Dar al-Fatwa et les instances religieuses musulmanes condamnent le mariage civil

Dar al-Fatwa et les instances religieuses musulmanes condamnent le mariage civil

L’Orient le Jour, le 26 janvier 2013

Il semblerait que Khouloud Succariyeh et Nidal Darwiche, premiers Libanais à s’être mariés civilement au Liban, ne sont pas au bout de leurs problèmes. Non seulement les ministères de la Justice et de l’Intérieur ont refusé d’enregistrer leur mariage dans les registres de l’État, «faute d’une loi civile qui puisse le régir», la voix de la religion s’est fait entendre hier du côté de Dar al-Fatwa, mais aussi du côté de la famille Succariyeh.

Cette dernière, originaire de la localité d’al-Fakiha, a en effet publié hier un communiqué à ce sujet. «Nous avons été très étonnés par ce bazar médiatique autour du mariage de Khouloud Succariyeh et Nidal Darwiche, pour promouvoir ce que l’on appelle mariage civil, comme si le pays vivait ses plus beaux jours», a affirmé le communiqué. «En réponse aux atteintes qui ont touché la famille, ses croyances, ses valeurs et ses coutumes, il nous importe de clarifier que notre famille est fervemment croyante en l’islam hanafite, et que nous refusons catégoriquement ledit mariage civil. Le comportement de Khouloud est personnel et n’exprime pas nos valeurs. Contrairement à tout ce qui a été dit, le contrat entre Khouloud et Nidal a été conclu chez un homme de Dieu, et il n’y a aucune raison pour cette campagne qui marque des points en faveur du mariage non religieux», a ajouté la famille Succariyeh.
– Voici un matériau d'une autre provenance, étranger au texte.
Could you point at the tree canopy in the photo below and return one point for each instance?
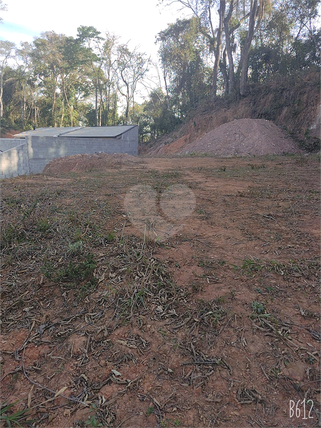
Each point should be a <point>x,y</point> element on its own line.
<point>93,79</point>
Par ailleurs, Dar al-Fatwa a distribué des prêches du vendredi ayant été prononcés dans des mosquées hier, à propos du mariage civil. C’est ainsi que le directeur général des wakfs islamiques, cheikh Hicham Khalifa, a estimé que «le projet du mariage civil sert uniquement à attiser les tensions et la discorde, et qu’il est contraire à la loi de Dieu». De son côté, cheikh Ahmad el-Baba, membre du comité exécutif des wakfs islamiques, a déclaré que «les musulmans n’accepteront pas le mariage civil, qu’il soit obligatoire ou facultatif». Il a appelé enfin à «fermer ce dossier définitivement». En outre, cheikh Mohammad Anis Arwadi, membre du Haut-Conseil supérieur chérié, a défendu le contrat de mariage islamique, le jugeant «civil en lui-même, mais limité par des conditions religieuses».